Berlin adopte un projet de loi contre l'espionnage au travail

CIDAL Berlin espionnage au travailLe gouvernement allemand a adopté le 25 août un projet de loi pour protéger les salariés et les candidats à l'emploi de la curiosité parfois excessive des employeurs. Le texte durcit la législation en matière de vidéosurveillance sur le lieu de travail, de collecte de données sur l'état de santé ou la vie privée ou encore de recherche d'informations personnelles via les réseaux sociaux non professionnels.
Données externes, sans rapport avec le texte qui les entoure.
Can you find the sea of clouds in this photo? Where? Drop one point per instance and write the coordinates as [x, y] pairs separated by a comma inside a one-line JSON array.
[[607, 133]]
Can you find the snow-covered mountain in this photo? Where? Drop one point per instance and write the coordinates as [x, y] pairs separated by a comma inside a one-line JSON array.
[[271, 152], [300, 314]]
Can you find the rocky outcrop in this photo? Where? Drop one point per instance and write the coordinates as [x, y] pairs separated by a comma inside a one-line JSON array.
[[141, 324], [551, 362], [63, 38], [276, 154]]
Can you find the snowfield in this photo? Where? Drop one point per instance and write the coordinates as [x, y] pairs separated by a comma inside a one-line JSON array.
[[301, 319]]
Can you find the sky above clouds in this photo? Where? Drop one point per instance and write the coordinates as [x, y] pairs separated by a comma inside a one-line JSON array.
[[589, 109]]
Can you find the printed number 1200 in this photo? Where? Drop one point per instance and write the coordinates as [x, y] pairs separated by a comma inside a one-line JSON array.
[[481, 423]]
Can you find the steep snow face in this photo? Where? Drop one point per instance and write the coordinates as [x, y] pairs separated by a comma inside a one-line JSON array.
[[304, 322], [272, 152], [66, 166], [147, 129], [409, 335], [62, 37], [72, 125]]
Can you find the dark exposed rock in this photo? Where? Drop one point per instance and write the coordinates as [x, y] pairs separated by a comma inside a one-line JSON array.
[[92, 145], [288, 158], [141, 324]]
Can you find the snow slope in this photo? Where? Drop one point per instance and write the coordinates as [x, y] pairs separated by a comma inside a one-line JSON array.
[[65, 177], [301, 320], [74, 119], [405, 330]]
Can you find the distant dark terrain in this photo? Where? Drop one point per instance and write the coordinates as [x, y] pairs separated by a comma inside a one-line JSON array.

Des abus dans ces domaines ont récemment été à l'origine de scandales dans des entreprises comme Lidl, Schlekker, Deutsche Bahn et Deutsche Telekom. Le projet de loi s'efforce de trouver un équilibre entre la protection des salariés et l'intérêt de l'entreprise, a expliqué le ministre de l'Intérieur, Thomas de Maizière.

La vidéosurveillance très encadrée

Concrètement, le texte interdit aux entreprises d'espionner leurs salariés par le biais de caméras de surveillance installées à leur insu. L'employeur ne pourra plus en équiper que des espaces particuliers, tels que l'entrée ou la caisse, et ce de manière bien visible. Pour éviter les délits ou les manquements graves de l'employé à ses devoirs, l'employeur aura toutefois le droit de recourir à un contrôle automatique et anonyme de l'ensemble des données relatives au travail de ses salariés. En cas de soupçon, il sera autorisé à identifier les personnes.

Protection de la vie privée lors de l'embauche

Le projet de loi encadre, par ailleurs, le droit à la recherche d'informations sur les candidats à un emploi. L'employeur n'aura le droit de demander des renseignements ou des examens médicaux que si la nature du poste proposé le justifie. Il pourra s'enquérir de l'état du dos d'un futur déménageur, pas de celui d'une future secrétaire. Il pourra demander une prise de sang à un chirurgien, pas à un comptable.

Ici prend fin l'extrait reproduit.